After all, you could fork over the same amount to visit a doctor or more if you need to go to the hospital, and spending a little now can prevent your need to purchase medicine or take time off work. Using the same reasoning, you might want to consider investing in vitamins and healthy food, too.

If you do come down with an illness, don’t count on cold medicine being on sale when you need it. Instead, stock up when it’s on sale. Take a moment before you go to the store and look at the weekly ads to see what’s on sale. Then look for a coupon. You might even be able to use a coupon on an item that’s already on sale for additional savings.

Another way to save on medicine is to purchase the generic version. Each store usually has their own brand that uses many or all of the same ingredients and comes with a lower price tag.

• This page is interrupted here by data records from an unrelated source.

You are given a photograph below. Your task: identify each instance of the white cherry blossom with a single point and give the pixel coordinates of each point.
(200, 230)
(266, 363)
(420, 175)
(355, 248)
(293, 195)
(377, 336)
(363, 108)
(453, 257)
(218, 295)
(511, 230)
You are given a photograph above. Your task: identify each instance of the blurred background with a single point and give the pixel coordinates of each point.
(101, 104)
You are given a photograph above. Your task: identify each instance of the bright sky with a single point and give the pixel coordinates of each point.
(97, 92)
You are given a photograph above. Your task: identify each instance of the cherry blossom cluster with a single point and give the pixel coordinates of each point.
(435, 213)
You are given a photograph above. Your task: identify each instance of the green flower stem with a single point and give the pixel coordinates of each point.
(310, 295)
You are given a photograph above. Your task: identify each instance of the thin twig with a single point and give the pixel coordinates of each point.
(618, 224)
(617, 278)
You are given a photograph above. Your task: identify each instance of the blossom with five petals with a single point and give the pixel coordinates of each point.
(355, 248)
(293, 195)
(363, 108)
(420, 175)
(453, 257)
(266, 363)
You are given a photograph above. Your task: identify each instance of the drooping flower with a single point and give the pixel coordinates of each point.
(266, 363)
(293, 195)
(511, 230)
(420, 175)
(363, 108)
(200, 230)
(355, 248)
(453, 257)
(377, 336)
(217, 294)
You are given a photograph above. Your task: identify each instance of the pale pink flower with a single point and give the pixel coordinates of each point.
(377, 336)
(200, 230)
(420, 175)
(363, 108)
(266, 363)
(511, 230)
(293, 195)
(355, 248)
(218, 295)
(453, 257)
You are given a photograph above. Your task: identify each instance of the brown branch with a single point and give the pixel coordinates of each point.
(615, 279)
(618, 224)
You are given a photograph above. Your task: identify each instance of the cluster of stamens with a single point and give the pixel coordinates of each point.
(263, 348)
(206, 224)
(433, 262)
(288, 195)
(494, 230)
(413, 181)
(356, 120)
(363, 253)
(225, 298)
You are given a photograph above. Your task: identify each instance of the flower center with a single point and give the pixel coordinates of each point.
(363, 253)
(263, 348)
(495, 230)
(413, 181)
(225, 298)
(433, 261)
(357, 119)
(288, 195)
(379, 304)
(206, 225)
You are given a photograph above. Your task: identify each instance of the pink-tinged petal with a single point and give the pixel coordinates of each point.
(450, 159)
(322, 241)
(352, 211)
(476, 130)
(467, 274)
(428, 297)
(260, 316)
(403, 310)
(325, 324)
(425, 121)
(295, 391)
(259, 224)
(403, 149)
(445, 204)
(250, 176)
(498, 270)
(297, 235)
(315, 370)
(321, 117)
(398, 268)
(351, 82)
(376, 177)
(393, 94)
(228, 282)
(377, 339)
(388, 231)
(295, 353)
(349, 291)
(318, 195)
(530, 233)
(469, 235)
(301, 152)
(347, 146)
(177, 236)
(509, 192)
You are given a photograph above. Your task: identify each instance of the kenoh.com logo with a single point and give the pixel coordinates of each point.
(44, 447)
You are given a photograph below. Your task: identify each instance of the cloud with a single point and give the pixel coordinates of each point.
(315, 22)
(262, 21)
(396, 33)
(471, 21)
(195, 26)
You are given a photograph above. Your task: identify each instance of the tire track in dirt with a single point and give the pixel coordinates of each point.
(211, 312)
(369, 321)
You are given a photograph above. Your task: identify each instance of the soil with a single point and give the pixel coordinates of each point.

A word of caution before you buy the cheapest medicine you can find: When selecting medicine to buy at the drugstore, you might notice that the same drug is packaged in multiple size boxes and prices range from $5 to $20. Calculating the cost per dose will likely reveal that the larger package is a better value. Colds can last up to a few weeks; if you buy the smaller package, you may be back at the store to purchase a second box or bottle of medicine before your cold symptoms have gone away.

Now that you’ve selected a bottle or cough syrup or a box of decongestant, don’t forget to rack up the rewards when you pay the cashier. Many drugstores – including Walgreens and CVS – have free memberships where you can accumulate rewards that are later redeemed for dollars off your future bill. With any luck, you won’t need to cash it in on more medicine.